Gözde Nazlı Kalbaz, Geology Engineer and Head of the Ground Rock Laboratory Department, said, “Two-stage experiments are carried out on samples that represent the land conditions. In the first stage, we define the physical properties of the soil, namely the material. In the second stage, we determine the strength parameters with the devices and direct these parameters to the relevant people. They are also completing the project phase," he said.
What tests are done in the lab?
The laboratory was equipped with devices and equipment to meet the test and analysis needs required for risky structure detection and ground surveys. In the center, tests such as non-destructive-rebound tests, compressive strength, on-site determination of concrete compressive strength, coring and inspection and compressive strength, determination of the density of hardened concrete are carried out for the detection of risky structures.

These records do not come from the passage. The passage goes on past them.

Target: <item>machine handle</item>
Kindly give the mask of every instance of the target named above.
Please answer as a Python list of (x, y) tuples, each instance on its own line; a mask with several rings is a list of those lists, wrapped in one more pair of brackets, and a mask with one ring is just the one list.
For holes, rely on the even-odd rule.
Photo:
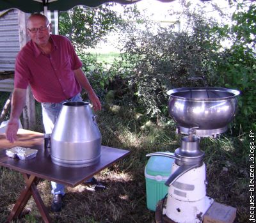
[(174, 158), (177, 160), (181, 160), (180, 158), (178, 158), (175, 157), (173, 153), (168, 153), (168, 152), (156, 152), (152, 153), (148, 153), (146, 155), (147, 157), (153, 157), (153, 156), (160, 156), (160, 157), (170, 157)]
[(169, 178), (167, 179), (166, 181), (164, 184), (167, 187), (170, 187), (173, 184), (178, 178), (182, 176), (185, 173), (190, 171), (193, 168), (199, 167), (200, 164), (193, 164), (193, 165), (180, 165), (175, 172), (174, 172), (171, 176), (170, 176)]

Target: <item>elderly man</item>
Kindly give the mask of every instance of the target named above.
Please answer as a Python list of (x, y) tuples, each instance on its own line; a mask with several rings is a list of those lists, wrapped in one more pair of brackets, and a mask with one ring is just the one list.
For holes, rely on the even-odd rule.
[[(82, 63), (70, 42), (64, 36), (51, 35), (51, 24), (43, 15), (32, 14), (28, 19), (31, 40), (17, 56), (11, 116), (6, 131), (6, 139), (11, 142), (16, 140), (29, 84), (35, 98), (42, 103), (45, 133), (52, 132), (63, 102), (82, 100), (81, 88), (87, 91), (93, 109), (101, 109), (100, 102), (82, 71)], [(51, 208), (58, 211), (62, 206), (64, 185), (55, 182), (51, 184)]]

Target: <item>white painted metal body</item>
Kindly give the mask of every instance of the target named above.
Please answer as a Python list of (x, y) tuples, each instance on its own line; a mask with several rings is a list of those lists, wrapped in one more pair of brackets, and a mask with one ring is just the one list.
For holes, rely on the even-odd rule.
[[(172, 174), (179, 167), (173, 163)], [(205, 165), (203, 163), (170, 186), (163, 213), (178, 223), (202, 222), (204, 214), (213, 203), (212, 199), (205, 196)]]

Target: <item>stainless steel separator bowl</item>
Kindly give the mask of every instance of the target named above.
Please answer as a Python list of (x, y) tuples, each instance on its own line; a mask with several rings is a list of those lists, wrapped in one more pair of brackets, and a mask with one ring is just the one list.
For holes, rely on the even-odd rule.
[(239, 93), (214, 87), (173, 89), (167, 92), (169, 114), (182, 133), (195, 128), (197, 135), (220, 134), (235, 116)]

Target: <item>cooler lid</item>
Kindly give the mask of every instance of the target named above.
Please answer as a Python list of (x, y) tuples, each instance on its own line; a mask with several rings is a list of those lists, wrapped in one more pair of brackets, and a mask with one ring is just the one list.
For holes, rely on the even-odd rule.
[(151, 176), (169, 176), (175, 160), (170, 157), (152, 156), (146, 165), (145, 173)]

In addition, within the scope of soil tests, three-axis UU test, direct shear, conventional and automatic consolidation, consistency limits, particle size distribution, specific gravity and conical penetration, as well as fully automatic and computer-controlled resonant column and helical shear, static triaxial compressive strength and consolidation , swelling experiments are carried out. With the “resonant column spiral shear test device” in the laboratory, the shear stiffness, strength and earthquake damping properties of soils during earthquakes are directly measured on samples, and with these data, the behavior of soils during earthquakes such as amplification of ground motion and liquefaction becomes more sensitive.